- Born: 1742 Multan, Subah of Multan, Mughal Empire
- Died: 1792 (aged 49–50)
- Genres: Tappa
- Occupations: Musician, poet

= Mian Ghulam Nabi Shori =

Indian composer (1742–1792)

Mian Ghulam Nabi Shori (1742–1792), popularly known as Shori Mian, was an Indian composer of Hindustani classical music. He was a court singer of Asaf-Ud-Dowlah, Nawab of Awadh. He composed tappa, one of the most difficult classical forms, in Punjab. The brisk and ornate tappa form, romantic in nature, tappa's text is always in Punjabi.

It was supposed to be a song of the cameleers of Punjab and Rajasthan.

==Early life==
He was born in Multan, Punjab, to Ghulam Rasool Khan.

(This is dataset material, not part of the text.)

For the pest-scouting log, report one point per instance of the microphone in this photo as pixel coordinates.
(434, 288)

The common myth tells that he was initially trained in Khayal singing and had a great command on Taan.

==Tappa==
He was not satisfied with Khayal for expressing his skill in singing Taan; he restlessly traveled in Punjab, where he listened to the folk songs of camel-riders, which he thought to be suitable for his own style of singing. He composed Tappa using various ornamentations with Taan, Jamjama, Khatka, etc. In the Tappas of Shori Miyan, in Antara we find his name as 'Shori'.